Une jeune maman et sa fille sur la plage de Nice. Elle explique que lorsqu'elle se baigne, elle se baigne dans cette tenue, une version contemporaine : leggins, tee-shirt et voile noué sur la tête. | ELEONORA STRANO/HANS LUCAS POUR "LE MONDE"

Le tribunal administratif de Nice (Alpes-Maritimes) a validé, lundi 22 août, l’interdiction des « burkinis » sur les plages de la commune de Villeneuve-Loubet imposée par arrêté municipal début août.

Alors que le Conseil d’Etat, saisi par la Ligue des droits de l’homme, se penchera jeudi 25 août sur la légalité de l’arrêté, Stéphanie Hennette-Vauchez, professeure de droit public à l’université Paris-Ouest-Nanterre et directrice du Centre d’études et de recherches sur les droits fondamentaux (Crédof), décrypte les éventuelles conséquences des interdictions décidées par plusieurs maires.

Quelle est votre lecture de la décision du tribunal administratif de Nice, qui a validé l’arrêté anti-burkini de Villeneuve-Loubet ?

Ce jugement pose problème à la fois sur le raisonnement du juge sur les terrains de la laïcité et de l’ordre public, ainsi que sur les valeurs de la République. Avant le jugement du lundi 22 août, aucun acteur juridique n’avait jamais considéré que les plages devaient être soumises à un impératif de neutralité religieuse. Avec cette ordonnance, il y a la conjugaison d’une part de la crispation du débat sur la laïcité depuis une dizaine d’années et d’autre part les effets de l’état d’urgence. Il y a une logique de l’urgence qui se dissémine partout dans l’ordre juridique. La conjugaison de ces deux effets aboutit à un jugement qui menace la liberté de tous et la liberté des femmes musulmanes en particulier.

Dans son ordonnance, le juge évoque « une liberté d’exprimer dans les formes appropriées ses convictions religieuses ». Cela signifie qu’il revient aux autorités administratives, sous le contrôle du juge, d’apprécier si la manière dont on exprime ses convictions religieuses correspond à des « formes appropriées ». C’est problématique en termes de libertés individuelles. Cela pose problème sur le principe même de laïcité. Les autorités publiques ne sont pas censées rentrer dans l’appréciation du bien-fondé des différentes manières d’exprimer sa religion.

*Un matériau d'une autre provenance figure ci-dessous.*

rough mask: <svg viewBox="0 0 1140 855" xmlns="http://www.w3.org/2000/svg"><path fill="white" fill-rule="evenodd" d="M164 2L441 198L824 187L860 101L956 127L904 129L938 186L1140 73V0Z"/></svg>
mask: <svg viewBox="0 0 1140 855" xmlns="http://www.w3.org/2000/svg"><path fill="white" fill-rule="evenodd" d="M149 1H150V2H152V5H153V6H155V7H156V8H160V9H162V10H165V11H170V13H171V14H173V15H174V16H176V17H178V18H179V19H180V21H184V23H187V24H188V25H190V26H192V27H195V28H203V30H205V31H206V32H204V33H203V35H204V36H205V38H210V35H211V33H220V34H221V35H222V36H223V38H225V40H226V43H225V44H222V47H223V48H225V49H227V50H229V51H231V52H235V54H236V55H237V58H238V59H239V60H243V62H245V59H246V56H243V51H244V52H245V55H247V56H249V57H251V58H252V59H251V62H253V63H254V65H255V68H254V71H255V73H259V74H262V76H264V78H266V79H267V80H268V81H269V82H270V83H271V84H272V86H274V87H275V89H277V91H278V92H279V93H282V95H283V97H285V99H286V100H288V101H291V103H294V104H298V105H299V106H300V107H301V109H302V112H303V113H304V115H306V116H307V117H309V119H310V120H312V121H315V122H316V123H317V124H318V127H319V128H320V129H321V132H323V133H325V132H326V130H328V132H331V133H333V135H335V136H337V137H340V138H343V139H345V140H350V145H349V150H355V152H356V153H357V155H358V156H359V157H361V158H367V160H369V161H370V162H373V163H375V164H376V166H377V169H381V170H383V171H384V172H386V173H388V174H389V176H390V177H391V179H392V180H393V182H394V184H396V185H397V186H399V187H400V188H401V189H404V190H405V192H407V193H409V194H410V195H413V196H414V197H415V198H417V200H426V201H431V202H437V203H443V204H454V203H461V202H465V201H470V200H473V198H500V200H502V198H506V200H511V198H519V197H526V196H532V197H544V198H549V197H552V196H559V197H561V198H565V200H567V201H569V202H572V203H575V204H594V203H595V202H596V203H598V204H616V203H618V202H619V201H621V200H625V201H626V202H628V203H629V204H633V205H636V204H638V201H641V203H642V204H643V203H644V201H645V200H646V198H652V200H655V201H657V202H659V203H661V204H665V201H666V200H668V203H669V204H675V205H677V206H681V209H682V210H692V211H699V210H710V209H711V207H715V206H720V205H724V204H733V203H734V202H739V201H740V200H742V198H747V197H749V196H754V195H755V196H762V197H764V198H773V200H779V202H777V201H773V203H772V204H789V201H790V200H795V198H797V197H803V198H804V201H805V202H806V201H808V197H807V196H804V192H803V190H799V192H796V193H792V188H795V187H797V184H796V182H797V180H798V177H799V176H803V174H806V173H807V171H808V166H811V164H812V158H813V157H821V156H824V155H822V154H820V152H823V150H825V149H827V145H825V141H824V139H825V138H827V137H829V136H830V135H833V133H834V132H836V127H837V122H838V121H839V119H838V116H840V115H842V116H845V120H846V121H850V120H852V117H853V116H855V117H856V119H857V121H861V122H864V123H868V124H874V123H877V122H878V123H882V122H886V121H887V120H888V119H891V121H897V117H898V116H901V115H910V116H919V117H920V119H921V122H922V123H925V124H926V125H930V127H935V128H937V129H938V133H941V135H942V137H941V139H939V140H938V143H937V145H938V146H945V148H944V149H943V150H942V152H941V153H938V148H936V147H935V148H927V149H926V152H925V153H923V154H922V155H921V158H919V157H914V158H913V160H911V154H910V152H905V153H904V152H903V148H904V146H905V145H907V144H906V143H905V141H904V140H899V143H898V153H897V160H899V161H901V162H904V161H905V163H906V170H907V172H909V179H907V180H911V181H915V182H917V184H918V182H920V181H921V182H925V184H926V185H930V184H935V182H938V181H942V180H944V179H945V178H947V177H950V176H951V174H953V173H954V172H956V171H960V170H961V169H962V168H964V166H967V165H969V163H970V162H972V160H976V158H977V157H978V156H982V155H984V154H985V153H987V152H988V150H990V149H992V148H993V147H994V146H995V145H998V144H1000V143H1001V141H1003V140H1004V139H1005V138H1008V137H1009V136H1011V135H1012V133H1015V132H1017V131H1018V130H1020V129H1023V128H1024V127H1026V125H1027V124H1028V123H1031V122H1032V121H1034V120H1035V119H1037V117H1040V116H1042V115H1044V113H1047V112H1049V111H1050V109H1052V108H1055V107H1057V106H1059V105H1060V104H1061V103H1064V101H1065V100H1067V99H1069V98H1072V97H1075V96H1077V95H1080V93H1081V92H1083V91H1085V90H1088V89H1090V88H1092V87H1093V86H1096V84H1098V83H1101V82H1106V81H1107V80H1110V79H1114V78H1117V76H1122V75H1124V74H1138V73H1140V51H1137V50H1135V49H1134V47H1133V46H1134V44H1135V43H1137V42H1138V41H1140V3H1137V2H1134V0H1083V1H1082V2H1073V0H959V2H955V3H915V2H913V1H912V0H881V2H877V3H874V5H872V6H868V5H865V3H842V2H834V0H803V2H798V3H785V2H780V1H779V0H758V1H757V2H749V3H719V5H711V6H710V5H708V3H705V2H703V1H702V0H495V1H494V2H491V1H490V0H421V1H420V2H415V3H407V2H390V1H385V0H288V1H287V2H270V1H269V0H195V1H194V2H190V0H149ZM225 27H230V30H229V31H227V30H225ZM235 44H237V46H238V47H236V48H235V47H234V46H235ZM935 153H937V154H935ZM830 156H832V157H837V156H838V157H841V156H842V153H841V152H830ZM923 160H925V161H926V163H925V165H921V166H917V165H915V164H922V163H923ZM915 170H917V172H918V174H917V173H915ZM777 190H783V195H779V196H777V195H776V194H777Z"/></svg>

Le juge s’érige ici en police du vêtement, mais aussi en police des bonnes et des mauvaises manières d’exprimer ses convictions religieuses.

Quelles vont être, selon vous, les conséquences de ce jugement ?

Il y a deux types de conséquences qui suscitent l’inquiétude. La première est la conséquence pratique. Soit la liberté de tous va être restreinte, c’est-à-dire que toute personne qui n’a pas de tenue appropriée sur la plage risque d’être verbalisée. Soit, nous risquons d’avoir une application discriminatoire sur le plan de la religion qui va être mise en place. Seuls les musulmans, et notamment les femmes musulmanes portant le burkini, vont être verbalisés. Dans leur intention, ces textes sont discriminatoires car ils visent spécifiquement une tenue qui est celle portée par des femmes qu’on va présumer musulmanes car elles portent le burkini ou une tenue couvrante.

Le deuxième problème est que ce type de jugement est une forme de consécration juridique du raidissement du discours sur la laïcité. Il ouvre la voie à une extension permanente ou ininterrompue des restrictions à la liberté religieuse en général ; et des musulmans en particulier. Ce type de débat sur le burkini peut être vu comme préparatoire à de nouvelles restrictions à la liberté religieuse des musulmans et peut entraîner de nouveaux questionnements sur le port du voile, à l’université par exemple.

Que faut-il attendre du Conseil d’Etat ?

Le Conseil d’Etat se prononcera jeudi 25 août en appel. Il est difficile de prédire ce qu’il va décider car nous sommes sur des terrains extrêmement sensibles. Espérons qu’il s’affirme en gardien des libertés, même dans le contexte d’état d’urgence, en réaffirmant les exigences qu’il fait traditionnellement peser sur les mesures de police administrative.